The machinery of government operates with checks and balances, intended to ensure proper expenditure of public money, put in place by none other than politicians.
The Permanent Secretary of each government department, in his role of principle accounting officer, is obliged to give an annual report on expenditure to Parliament.
If you really believe that HMT and DfT will, or indeed legally can, permit your "smaller projects under localised control" to evade all of that..... the NAO would be all over it. Let's just say that it isn't going to happen.
I would suggest the central problem in this entire HS2 mess arose thus:
1. Politicians looked for a huge new shiny project to make their name/win votes/etc. However they were aware their bright idea would never be approved if it sounded hugely expensive;
2. Therefore at the scoping stage there was huge pressure on everyone to maximise apparent economic benefits and make the project world-class, state of the art, etc; while also minimising the estimated budget; avoiding any realistic discussion of likely opposition (either NIMBYism or really valid); and thus minimising the estimated costs of mitigation of objector concerns (more tunnelling, prettified engineering, etc);
3. This resulted in highly unrealistic and over-optimistic estimates of the overall cost;
4. Hence when work was approved and construction got underway, costs soared away from the estimated ones;
5. Ministers then got more and more worried and started trying to modify and rescope the project .. meaning yet further costs and for a worse and worse outcome.
On that analysis, the underlying problem was not the technical expertise behind the project, but is inherent in the short-termism and unrealities of the political process in the UK. How could that be put right?

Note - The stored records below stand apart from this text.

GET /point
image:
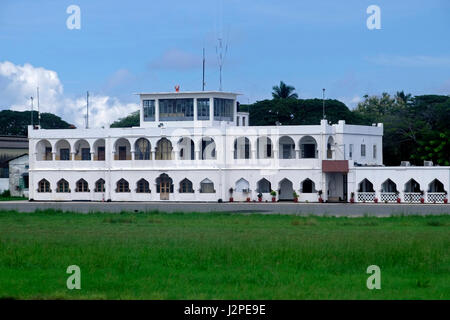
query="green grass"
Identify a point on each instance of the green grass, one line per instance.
(222, 256)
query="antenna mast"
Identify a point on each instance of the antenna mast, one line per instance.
(323, 104)
(87, 109)
(221, 53)
(32, 109)
(39, 113)
(203, 82)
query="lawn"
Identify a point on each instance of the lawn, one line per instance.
(222, 256)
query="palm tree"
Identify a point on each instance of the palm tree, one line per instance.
(283, 91)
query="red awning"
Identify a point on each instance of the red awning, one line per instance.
(335, 166)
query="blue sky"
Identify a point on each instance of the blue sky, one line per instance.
(131, 46)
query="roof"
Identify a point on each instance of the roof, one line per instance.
(335, 166)
(188, 92)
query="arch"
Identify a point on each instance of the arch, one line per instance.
(186, 186)
(99, 150)
(242, 148)
(163, 179)
(242, 185)
(43, 150)
(82, 186)
(264, 148)
(163, 149)
(122, 149)
(142, 149)
(330, 145)
(412, 186)
(122, 186)
(44, 186)
(62, 150)
(207, 186)
(264, 186)
(285, 190)
(436, 186)
(286, 147)
(365, 186)
(388, 186)
(62, 186)
(307, 186)
(142, 186)
(82, 150)
(308, 148)
(100, 185)
(208, 151)
(186, 149)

It would be worth making a detailed study of how HS1 was scoped and managed in comparison with the HS2 fiasco. It may well be that by the time HS1 was designed, it was obvious that constructing it was unavoidable (to gain full benefit from the Channel Tunnel - and to avoid the UK looking stupid in comparison with France ..!); and the type of line required, and the train services to use it were in no doubt. This then enabled the project being realistically designed and costed, neither under nor over-specified; thus enabling its construction to come in on time and on budget.